Density is healthy for cities. The fact that people object to density over parking issues only points to the fact that our city does a poor job of managing its transportation. Which brings me to the point that I do totally agree with you that parking wouldn't be an issue if we had better transit.

If priced parking were done correctly, then it wouldn't simply be about squeezing money out of people. Providing transportation options for the public is not cheap -- street parking has significant external costs, such as road maintenance and management. People who choose the most expensive and lease efficient form of transportation should be offsetting the cost to the public, rather than expecting the 1/3 of Chicagoans who don't drive to help pay their way. And the money they're paying should go toward maintaining and improving our transportation infrastructure for everyone. Now if Daley uses that money to plug unrelated budget holes, that's another matter.

Also, if this is truly "commonly owned infrastructure," then I should be able to use it too even though I don't have a car to store on the street. The city should allow non-drivers to park portable storage boxes on the street instead of having to pay for storage space. If drivers get to store their stuff in public space for free, then I'll take that deal too.

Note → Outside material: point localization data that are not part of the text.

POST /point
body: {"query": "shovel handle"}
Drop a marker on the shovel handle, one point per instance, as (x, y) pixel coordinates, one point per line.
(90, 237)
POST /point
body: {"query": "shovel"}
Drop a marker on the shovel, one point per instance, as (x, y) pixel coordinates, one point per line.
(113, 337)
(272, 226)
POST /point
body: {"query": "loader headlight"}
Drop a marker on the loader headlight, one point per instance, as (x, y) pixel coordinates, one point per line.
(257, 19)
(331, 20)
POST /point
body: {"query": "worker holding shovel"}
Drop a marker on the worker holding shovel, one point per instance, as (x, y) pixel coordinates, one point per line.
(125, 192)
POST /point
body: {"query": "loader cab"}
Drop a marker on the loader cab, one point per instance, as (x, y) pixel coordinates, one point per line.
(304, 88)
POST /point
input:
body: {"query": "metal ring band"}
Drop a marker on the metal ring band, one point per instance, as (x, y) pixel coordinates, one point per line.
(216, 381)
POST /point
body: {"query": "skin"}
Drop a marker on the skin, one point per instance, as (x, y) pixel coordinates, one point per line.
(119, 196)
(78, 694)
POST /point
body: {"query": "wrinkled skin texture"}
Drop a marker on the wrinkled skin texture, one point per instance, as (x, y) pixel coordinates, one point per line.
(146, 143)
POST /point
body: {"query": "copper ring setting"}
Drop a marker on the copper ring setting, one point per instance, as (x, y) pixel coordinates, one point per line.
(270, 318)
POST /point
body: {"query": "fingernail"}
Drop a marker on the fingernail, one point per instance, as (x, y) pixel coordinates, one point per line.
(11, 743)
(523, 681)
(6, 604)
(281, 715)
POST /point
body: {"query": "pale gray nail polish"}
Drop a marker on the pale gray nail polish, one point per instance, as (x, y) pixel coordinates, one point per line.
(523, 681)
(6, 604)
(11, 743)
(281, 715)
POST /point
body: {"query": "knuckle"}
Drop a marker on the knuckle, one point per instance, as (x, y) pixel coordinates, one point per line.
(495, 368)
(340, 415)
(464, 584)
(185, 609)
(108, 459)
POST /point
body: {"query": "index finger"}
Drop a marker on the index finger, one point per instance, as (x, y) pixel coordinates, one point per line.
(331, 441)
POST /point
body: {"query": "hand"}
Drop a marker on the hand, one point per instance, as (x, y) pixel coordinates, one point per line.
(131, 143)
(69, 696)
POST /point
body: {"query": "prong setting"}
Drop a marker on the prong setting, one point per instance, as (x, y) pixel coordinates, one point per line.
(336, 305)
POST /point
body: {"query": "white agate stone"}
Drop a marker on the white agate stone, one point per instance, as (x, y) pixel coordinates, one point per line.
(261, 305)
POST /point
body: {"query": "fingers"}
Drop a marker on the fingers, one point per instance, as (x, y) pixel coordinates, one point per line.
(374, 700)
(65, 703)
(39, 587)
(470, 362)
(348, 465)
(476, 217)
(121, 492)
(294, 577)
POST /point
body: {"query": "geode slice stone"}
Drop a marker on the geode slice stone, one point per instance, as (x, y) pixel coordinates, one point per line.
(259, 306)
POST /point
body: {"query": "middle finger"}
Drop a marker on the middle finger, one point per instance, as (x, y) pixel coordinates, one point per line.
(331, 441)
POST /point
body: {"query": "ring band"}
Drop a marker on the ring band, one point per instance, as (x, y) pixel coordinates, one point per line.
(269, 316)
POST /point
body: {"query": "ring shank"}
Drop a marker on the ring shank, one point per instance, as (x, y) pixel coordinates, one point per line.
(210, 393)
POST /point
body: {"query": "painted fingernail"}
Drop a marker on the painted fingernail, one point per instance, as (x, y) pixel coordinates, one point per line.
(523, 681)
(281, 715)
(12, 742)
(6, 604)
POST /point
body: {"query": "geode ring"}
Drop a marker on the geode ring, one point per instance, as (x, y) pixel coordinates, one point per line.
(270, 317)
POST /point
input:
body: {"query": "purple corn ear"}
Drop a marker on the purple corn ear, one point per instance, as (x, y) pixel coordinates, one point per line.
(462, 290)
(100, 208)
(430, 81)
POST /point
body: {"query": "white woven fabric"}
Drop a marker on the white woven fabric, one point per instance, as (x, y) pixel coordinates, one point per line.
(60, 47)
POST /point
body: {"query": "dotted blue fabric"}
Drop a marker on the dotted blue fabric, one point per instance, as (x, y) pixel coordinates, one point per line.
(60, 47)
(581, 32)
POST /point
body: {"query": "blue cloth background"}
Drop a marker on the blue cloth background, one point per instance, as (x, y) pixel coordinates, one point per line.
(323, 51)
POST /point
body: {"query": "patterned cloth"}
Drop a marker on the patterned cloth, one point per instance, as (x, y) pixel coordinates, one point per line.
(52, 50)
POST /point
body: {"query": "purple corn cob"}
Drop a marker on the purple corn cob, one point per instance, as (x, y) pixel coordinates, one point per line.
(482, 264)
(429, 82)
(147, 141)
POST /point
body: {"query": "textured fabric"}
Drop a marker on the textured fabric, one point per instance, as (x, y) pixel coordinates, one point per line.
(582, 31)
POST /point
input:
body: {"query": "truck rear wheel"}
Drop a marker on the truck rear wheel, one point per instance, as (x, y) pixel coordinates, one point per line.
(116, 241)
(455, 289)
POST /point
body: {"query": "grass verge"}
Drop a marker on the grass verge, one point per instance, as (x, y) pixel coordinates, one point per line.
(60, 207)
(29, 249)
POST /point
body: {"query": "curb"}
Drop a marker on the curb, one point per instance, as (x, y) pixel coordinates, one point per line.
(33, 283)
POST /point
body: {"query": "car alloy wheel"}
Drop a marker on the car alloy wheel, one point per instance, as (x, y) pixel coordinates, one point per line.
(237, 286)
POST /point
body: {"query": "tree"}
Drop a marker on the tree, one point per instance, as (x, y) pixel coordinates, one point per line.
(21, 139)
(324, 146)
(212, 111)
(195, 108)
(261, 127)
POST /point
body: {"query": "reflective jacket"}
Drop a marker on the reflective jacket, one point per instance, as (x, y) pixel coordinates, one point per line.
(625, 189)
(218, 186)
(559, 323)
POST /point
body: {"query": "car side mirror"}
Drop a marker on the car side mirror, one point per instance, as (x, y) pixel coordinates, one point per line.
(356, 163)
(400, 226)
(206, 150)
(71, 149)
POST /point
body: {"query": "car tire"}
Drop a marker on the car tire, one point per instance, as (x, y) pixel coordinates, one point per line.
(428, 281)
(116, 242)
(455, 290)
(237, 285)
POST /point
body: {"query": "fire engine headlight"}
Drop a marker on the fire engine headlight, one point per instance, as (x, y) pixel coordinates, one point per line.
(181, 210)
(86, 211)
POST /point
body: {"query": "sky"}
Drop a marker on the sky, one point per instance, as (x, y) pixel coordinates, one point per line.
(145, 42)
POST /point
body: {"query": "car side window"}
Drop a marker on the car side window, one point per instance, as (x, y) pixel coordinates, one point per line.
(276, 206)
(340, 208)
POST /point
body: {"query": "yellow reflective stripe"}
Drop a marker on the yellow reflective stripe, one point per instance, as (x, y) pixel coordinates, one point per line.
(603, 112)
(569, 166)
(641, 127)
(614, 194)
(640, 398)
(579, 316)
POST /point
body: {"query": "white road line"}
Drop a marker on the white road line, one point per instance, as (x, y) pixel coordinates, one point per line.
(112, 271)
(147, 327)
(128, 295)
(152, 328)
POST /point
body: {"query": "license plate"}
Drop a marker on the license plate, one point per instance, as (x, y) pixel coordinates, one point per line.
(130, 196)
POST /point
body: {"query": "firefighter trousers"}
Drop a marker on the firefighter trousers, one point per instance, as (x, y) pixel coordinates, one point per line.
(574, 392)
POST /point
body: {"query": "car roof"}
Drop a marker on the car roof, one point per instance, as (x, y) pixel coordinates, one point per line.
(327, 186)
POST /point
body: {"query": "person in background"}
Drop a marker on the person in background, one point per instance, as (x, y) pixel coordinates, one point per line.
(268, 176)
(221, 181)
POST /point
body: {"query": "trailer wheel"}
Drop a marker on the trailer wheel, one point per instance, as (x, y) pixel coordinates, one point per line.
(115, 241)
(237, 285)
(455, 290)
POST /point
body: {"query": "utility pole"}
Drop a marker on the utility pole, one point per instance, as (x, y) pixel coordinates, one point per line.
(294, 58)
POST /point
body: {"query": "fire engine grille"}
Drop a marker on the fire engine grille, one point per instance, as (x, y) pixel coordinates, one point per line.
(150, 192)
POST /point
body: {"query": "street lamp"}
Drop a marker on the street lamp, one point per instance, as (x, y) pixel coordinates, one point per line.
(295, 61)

Ramsin / November 4, 2009 11:51 AM

May not have communicated that well, but I don't think density should depend on the parking to support it: the reverse actually. Just because you upzone something, doesn't mean you need to create permit parking to accommodate those new people.

Dennis Fritz / November 6, 2009 1:34 PM

Excellent article. I am glad this issue is being revisited. When you get down to it, what you're fighting is the gargantuan sense of entitlement some people have. They take it for granted that what is good, right, and fair is whatever benefits them personally. It is absurd to think you have a right to live in a dense, walkable urban area AND a right to free, no-hassle parking. Life is full of compromises.

PCC / November 9, 2009 10:03 AM

I think some cities out west have made zoning approvals contingent on "no one in this new building can, in the future, get a local parking permit." Problem solved.

In any case, the permits are wildly underpriced ($25/year, when off-street parking in the same neighborhoods is often over $1000/year) and needlessly exclusive. I live on a metered commercial street and have no access to on-street parking, but the people living behind me have plenty of available spaces within their one-block permit zone. (Not that I have a car or anything.) At the very least, the eligibility for permits should extend to both residents and employees of the surrounding block.

Jason / April 21, 2010 6:16 PM

In my opinion the residential permit system is a classic case of the slippery slope. It was originally created for very specific circumstances (e.g. Wrigley night games) and has since spread to divide the city into hundreds of zones, in many cases areas where there is no parking crunch at all.

I feel like the amazing popularity of these zones is largely due to two factors; pushing drivers to use expensive parking meters and ticket revenue for the ward.